流石にビックリさせられたけど、ここからはセオリー通り、思う存分楽しませてもらおうか!
「び、媚薬とは卑怯な……!」
「ブヒヒ……いくらお前でも、内なる欲には逆らえまい。さぁ、もう『殺す』なんて言えないようにしてやろうか……!」
再び相棒が元気になるのを感じた。これだよ、これ!
さて、どこから味を見てやろうかと舌なめずりしたその瞬間―――
「え?」
ドスン! と、オレ様は押し倒されていた。

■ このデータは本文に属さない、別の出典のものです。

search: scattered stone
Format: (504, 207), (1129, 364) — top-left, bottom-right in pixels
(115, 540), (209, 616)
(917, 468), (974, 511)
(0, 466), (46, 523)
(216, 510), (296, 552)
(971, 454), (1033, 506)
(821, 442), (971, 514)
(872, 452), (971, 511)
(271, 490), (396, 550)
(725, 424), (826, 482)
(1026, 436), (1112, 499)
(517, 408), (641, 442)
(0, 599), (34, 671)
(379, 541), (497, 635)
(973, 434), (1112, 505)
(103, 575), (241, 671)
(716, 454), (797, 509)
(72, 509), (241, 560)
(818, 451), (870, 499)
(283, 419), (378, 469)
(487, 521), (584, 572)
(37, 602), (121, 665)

そして目の前には馬乗りになる女騎士。
ポタリ、ポタリと顔に生温かい液が垂れるのを感じた。
「フフ、フフフ……! そうだな、貴様の言う通り、もう殺すのはやめにして、欲求に従うとするか!!」
変な笑い方をしながら、下半身にすり寄る女騎士。ああ、なんかもう目がイッちゃってる、こいつ!
「おいそこのお前! オレ様がピンチだぞ! 子分として助けろ!」
「いやぁ、オイラの盛り上げは大成功で終わったっぽいので、あとはごゆっくり〜……」
そそくさと逃げていった。
盛り上げすぎだ、バカ!
逃げていくやつには目もくれず、息を荒くする女騎士。
「さぁ、存分に楽しませてもらうとしようか!!」
「おい待て、待てって言ってるだろ! おい入れようとすんな! あ、あぁ……うわああああああああああ!!!!」
それから3日後。
オークよりもオークしてるこの女騎士を相手にしていたオレ様は、すっかりガリガリになっていた。
「も、もうやめてくれないか……? これ以上、出るものもないから……」
人間よりもずっとか細い声を上げたが、そんなのお構いなしと言わんばかりに、女騎士はプライドとか誇りとか捨てた顔をして、自らの欲を満たそうと腰を振る。
そんな姿を見せつけられたオレ様は、力なく呟いた。
「くっ、殺せ……」
―――彼女が自らの子を率いるオーク軍団が大陸全土を支配するのは、それから1年後の話である。
1年後、あらゆる生き物の数が倍増したそうです。